Description
The TM-β1 monoclonal antibody specifically recognizes the 90-100-kDa β chain shared by the IL-2 and IL-15 receptors (IL-2Rβ, CD122). In the periphery, CD122 is expressed on CD8+ T lymphocytes, NK cells, NK-T cells, dendritic epidermal T cells, subsets of intraepithelial lymphocytes, and macrophages. Small subsets of fetal and adult thymocytes constitutively express CD122. CD122+ cells in the bone marrow include committed NK-cell progenitors. IL-2Rβ expression is upregulated by IL-2. CD122 is a transmembrane glycoprotein of the hematopoietin receptor superfamily which can combine with CD132 (γc) alone or CD132 plus CD25 (IL-2Rα) to form intermediate or high-affinity IL-2 receptor complexes, respectively. The β chain of these complexes, CD122, is involved in signal transduction and immunoregulation. The TM-β1 antibody blocks high affinity binding of IL-2 or IL-15 to IL-2Rβ.

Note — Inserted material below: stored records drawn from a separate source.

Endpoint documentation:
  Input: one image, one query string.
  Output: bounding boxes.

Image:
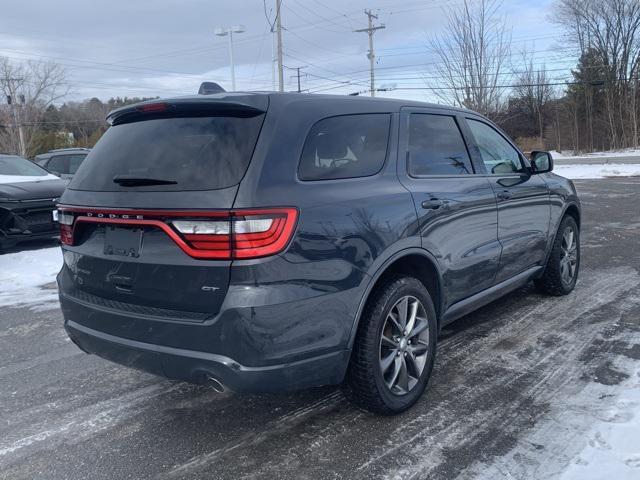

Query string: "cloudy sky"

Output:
[0,0,575,100]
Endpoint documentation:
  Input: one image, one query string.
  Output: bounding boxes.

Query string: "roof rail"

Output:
[198,82,226,95]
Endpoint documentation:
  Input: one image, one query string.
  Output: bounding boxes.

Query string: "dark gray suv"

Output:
[58,93,580,414]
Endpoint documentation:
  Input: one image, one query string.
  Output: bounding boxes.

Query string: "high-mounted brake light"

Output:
[59,206,298,260]
[136,103,169,113]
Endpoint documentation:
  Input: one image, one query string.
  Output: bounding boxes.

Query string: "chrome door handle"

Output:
[422,198,446,210]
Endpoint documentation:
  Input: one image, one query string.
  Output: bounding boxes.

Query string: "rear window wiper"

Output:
[113,175,178,187]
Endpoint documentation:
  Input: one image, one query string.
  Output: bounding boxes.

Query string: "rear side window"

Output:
[69,115,264,192]
[409,113,473,177]
[298,113,391,180]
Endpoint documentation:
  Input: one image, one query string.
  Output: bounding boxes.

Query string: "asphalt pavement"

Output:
[0,178,640,480]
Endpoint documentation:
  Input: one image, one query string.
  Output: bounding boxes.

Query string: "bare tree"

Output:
[553,0,640,148]
[0,57,69,155]
[429,0,511,116]
[512,50,553,148]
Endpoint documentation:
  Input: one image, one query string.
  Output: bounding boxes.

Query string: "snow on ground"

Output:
[560,367,640,480]
[553,163,640,179]
[0,247,62,310]
[551,148,640,160]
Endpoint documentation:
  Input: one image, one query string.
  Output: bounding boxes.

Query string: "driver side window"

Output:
[467,118,523,175]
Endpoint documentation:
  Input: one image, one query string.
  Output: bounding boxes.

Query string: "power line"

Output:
[354,10,385,97]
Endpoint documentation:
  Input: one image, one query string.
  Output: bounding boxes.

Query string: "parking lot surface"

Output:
[0,178,640,480]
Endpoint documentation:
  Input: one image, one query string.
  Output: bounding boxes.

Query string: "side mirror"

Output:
[531,152,553,174]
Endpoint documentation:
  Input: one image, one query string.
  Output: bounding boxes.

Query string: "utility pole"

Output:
[293,67,306,93]
[276,0,284,92]
[354,10,385,97]
[215,25,244,92]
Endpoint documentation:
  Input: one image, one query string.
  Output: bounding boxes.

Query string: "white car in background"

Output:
[0,154,67,252]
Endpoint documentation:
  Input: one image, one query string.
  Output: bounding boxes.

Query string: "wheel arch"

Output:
[349,248,444,348]
[540,203,581,275]
[558,203,580,230]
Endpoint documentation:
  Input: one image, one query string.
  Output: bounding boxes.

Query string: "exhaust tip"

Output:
[206,375,226,393]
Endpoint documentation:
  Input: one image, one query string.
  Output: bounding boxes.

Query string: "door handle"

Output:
[422,198,447,210]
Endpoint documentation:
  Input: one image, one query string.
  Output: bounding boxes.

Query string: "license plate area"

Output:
[104,225,143,258]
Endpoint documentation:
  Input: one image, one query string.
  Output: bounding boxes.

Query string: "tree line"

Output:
[428,0,640,152]
[0,0,640,156]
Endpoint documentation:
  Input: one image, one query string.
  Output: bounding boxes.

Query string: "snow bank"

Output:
[0,247,62,310]
[551,149,640,159]
[553,163,640,179]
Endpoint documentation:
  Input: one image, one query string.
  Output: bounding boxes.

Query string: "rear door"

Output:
[398,108,501,306]
[466,116,551,282]
[61,100,266,326]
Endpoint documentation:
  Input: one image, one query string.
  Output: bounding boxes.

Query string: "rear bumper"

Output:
[64,319,349,392]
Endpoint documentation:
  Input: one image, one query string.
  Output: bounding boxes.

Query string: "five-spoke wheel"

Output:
[380,295,429,395]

BD™ CompBeads can be used as surrogates to assess fluorescence spillover (Compensation). When fluorochrome conjugated antibodies are bound to CompBeads, they have spectral properties very similar to cells. However, for some fluorochromes there can be small differences in spectral emissions compared to cells, resulting in spillover values that differ when compared to biological controls. It is strongly recommended that when using a reagent for the first time, users compare the spillover on cells and CompBead to ensure that BD Comp beads are appropriate for your specific cellular application. For optimal and reproducible results, BD Horizon Brilliant Stain Buffer should be used anytime two or more BD Horizon Brilliant dyes are used in the same experiment. Fluorescent dye interactions may cause staining artifacts which may affect data interpretation. The BD Horizon Brilliant Stain Buffer was designed to minimize these interactions. More information can be found in the Technical Data Sheet of the BD Horizon Brilliant Stain Buffer (Cat. No. 563794/566349) or the BD Horizon Brilliant Stain Buffer Plus (Cat. No. 566385).
Store undiluted at 4°C and protected from prolonged exposure to light. Do not freeze. The monoclonal antibody was purified from tissue culture supernatant or ascites by affinity chromatography. The antibody was conjugated to the dye under optimum conditions that minimize unconjugated dye and antibody.